Tendo em vista o já exposto, o presente trabalho objetiva, especificamente, ao longo

de seu desenvolvimento, demonstrar que a seletividade está presente no Sistema Penal

Brasileiro, comprovando que a mesma exterioriza um Direito Penal do autor, característica

essa que se mostra ilegal e ilegítima segundo o sistema vigente de Estado Democrático de

Direito.

Para tanto, como já foi explicitado, será analisado de que forma o sistema carcerário

brasileiro, com sua composição, é capaz de exteriorizar e comprovar a existência da

seletividade.

Haverá, portanto, a investigação do que é o Sistema Penal Brasileiro, com suas

características, através de pesquisas jurídica, criminológica e histórica, relacionando-o com a

seletividade do Sistema Penal Brasileiro, no que tange à literatura. Portanto, o estudo assume

as características de um estudo exploratório do tipo levantamento.

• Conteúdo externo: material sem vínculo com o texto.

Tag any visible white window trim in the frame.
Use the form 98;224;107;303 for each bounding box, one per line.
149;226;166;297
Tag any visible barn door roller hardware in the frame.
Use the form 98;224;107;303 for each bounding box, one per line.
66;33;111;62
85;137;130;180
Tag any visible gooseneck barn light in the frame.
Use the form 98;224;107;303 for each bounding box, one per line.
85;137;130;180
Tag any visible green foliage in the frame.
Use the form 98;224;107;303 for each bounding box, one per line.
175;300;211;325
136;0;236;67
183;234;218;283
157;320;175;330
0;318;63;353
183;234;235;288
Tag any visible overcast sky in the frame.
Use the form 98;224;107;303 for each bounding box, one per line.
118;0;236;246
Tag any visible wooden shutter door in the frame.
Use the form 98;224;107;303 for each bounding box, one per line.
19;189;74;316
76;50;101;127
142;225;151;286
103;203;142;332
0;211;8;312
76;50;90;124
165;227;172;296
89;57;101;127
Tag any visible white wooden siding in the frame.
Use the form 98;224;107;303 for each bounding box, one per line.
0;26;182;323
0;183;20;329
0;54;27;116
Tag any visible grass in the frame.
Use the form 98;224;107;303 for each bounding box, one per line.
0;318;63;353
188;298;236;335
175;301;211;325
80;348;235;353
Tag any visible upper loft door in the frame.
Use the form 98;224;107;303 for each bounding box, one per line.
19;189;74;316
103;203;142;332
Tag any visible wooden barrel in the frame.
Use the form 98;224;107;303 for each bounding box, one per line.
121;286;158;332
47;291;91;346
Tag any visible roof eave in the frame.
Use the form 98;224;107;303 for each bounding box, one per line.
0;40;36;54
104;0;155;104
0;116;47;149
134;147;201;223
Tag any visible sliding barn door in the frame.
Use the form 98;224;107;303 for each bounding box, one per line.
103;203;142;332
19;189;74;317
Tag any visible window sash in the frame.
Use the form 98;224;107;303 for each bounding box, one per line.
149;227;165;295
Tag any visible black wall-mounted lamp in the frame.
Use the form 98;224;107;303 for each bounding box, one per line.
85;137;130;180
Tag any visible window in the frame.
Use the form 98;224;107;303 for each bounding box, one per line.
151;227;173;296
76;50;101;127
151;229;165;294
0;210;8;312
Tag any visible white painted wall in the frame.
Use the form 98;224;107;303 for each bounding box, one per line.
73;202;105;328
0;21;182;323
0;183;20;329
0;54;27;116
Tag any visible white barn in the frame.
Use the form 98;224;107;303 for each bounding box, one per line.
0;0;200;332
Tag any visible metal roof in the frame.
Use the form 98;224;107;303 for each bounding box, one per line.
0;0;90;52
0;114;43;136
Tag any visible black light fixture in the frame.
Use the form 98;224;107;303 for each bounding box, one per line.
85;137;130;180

Assim, procurar-se-á fomentar as discussões acerca do tema, esclarecendo se existe,

de fato, algum vínculo entre os objetos de estudo supracitados; as razões jurídicas, históricas,

psicológicas e sociológicas de sua existência; suas finalidades; e consequências e impactos na

sociedade.

1. SISTEMA PENAL BRASILEIRO

Para a análise do sistema penal brasileiro é necessária a elucidação do histórico, bem

como do conceito e das características para a melhor compreensão acerca do tema.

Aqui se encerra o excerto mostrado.